Ingredients for - Pecan Clusters

1. 2 1/4 c. sugar -
2. 3/4 c. whole milk -
3. 1/2 tsp. salt -
4. 1/4 c. water -
5. 9 oz. Pecan halves -
6. 2 1/2 oz. unsalted butter -
7. 2 tsp. pure vanilla extract -
8. 1 tbsp. dark rum -
9. 1 tsp. dark rum -
10. 12 oz. bittersweet chocolate -

How to cook deliciously - Pecan Clusters

1. Stage

Bring 1 1/2 cups sugar, the milk, and salt to a boil in a small saucepan, stirring until sugar dissolves. Remove from heat (mixture may look separated).

2. Stage

Bring water and remaining 3/4 cup sugar to a boil in a medium saucepan over medium-high heat. Wash sides of pan with a wet pastry brush to prevent sugar crystals from forming. Cook, undisturbed, until sugar begins to turn light gold, about 5 minutes. Swirl pan, then cook until caramel turns amber, about 2 minutes. Immediately remove pan from heat.
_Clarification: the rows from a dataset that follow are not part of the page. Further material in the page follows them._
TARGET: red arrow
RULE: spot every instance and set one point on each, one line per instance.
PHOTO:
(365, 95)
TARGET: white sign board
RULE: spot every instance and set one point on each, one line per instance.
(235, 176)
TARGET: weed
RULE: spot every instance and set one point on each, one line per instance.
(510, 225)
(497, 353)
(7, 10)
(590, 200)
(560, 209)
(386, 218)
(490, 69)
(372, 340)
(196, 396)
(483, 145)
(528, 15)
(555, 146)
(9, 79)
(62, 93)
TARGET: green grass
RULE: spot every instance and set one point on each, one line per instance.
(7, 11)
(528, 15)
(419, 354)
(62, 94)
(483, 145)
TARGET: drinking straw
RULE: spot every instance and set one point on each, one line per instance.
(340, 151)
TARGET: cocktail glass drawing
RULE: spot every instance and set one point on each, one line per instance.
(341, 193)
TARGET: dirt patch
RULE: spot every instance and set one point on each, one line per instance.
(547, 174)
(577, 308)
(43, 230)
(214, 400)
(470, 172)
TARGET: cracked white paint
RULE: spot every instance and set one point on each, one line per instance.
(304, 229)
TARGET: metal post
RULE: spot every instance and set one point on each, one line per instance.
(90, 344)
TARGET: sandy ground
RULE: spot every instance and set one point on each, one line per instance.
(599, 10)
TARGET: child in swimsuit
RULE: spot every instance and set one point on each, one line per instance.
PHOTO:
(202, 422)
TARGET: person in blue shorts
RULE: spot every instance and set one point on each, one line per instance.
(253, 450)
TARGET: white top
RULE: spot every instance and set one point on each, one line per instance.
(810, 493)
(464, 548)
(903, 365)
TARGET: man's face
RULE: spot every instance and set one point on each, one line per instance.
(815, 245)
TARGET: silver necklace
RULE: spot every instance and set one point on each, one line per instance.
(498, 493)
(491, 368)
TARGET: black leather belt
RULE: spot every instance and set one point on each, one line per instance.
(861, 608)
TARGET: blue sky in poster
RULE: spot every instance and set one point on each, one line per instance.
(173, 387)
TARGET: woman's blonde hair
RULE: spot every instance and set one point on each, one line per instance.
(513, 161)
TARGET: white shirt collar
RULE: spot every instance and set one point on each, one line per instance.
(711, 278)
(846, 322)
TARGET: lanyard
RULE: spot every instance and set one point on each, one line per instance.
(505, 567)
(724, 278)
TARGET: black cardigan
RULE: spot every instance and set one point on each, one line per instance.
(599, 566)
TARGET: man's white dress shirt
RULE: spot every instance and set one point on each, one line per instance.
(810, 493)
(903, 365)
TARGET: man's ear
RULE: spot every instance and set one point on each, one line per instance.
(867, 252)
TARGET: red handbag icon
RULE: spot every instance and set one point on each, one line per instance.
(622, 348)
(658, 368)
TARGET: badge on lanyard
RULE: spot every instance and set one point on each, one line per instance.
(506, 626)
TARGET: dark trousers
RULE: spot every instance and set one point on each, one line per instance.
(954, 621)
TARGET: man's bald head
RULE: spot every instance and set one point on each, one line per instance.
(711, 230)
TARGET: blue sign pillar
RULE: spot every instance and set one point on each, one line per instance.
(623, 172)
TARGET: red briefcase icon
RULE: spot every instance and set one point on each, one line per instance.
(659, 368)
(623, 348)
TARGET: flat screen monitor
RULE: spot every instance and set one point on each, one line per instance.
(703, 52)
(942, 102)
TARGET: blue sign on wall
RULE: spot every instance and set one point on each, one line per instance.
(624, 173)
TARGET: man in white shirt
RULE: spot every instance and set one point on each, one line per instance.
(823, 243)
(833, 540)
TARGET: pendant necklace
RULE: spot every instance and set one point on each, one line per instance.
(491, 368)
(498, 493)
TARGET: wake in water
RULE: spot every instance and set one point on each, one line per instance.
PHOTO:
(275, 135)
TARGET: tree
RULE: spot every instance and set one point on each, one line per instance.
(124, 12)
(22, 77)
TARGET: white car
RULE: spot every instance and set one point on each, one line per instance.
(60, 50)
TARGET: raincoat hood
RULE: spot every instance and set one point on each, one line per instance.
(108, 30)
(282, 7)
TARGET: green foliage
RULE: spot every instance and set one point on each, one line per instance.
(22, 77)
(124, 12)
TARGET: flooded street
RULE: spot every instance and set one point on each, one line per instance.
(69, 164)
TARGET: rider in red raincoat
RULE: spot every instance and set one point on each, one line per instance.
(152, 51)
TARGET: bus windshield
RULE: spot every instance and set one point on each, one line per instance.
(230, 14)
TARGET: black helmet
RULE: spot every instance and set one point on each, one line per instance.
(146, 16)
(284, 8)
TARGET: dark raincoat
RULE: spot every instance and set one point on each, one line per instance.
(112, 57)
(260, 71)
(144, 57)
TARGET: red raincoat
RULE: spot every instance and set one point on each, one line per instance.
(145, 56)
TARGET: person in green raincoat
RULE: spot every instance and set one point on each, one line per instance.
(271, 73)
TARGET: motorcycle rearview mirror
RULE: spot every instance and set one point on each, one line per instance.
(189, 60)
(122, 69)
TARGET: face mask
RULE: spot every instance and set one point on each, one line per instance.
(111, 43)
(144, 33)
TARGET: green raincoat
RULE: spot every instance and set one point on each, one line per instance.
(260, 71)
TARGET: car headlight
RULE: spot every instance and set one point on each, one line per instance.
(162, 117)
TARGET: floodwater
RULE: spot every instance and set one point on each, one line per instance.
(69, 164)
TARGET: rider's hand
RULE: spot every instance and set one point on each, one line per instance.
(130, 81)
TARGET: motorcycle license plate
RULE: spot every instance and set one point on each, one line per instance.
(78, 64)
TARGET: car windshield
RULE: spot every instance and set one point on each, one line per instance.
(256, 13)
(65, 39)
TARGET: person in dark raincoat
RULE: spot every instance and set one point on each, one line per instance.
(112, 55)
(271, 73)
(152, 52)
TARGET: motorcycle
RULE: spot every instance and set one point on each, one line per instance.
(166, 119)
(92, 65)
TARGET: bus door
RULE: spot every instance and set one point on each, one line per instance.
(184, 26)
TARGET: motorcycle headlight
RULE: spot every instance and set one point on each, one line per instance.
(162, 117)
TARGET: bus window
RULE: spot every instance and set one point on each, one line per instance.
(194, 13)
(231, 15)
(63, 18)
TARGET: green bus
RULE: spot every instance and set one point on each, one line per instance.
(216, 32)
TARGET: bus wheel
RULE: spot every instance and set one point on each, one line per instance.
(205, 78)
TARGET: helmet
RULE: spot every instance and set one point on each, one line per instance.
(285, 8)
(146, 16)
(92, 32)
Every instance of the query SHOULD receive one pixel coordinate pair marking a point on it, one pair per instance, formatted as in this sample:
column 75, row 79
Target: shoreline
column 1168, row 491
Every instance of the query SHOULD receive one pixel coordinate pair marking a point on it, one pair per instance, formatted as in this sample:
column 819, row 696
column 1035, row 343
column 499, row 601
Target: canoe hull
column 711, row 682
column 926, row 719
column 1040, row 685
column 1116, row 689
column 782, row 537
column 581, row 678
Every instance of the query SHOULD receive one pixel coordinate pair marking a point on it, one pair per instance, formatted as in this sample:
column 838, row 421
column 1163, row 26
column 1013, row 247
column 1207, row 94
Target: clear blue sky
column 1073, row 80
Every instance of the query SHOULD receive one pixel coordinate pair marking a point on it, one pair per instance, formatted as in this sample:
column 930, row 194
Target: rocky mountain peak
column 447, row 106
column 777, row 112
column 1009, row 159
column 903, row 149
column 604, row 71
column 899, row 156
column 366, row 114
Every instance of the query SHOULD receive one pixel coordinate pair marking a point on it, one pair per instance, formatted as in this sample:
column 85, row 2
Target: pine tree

Carefully stir in milk mixture (liquid may bubble up), then pecans. Place pan over medium heat, and cook, stirring often, until caramel registers 242 degrees on a candy thermometer, about 7 minutes.

3. Stage

Remove pan from heat, and stir in butter, vanilla, and rum. Continue stirring until caramel cools and becomes very thick and difficult to stir, about 10 minutes. Drop small mounds of caramel onto a baking sheet lined with a nonstick baking mat, and let cool.

4. Stage

Place melted chocolate in a medium bowl. Using an offset spatula, dip bottom of each pecan cluster into chocolate, leaving top partially undipped. Place dipped pecan clusters on a parchment-lined baking sheet, and let stand until chocolate is set. Pecan clusters will keep, covered, for up to 5 days.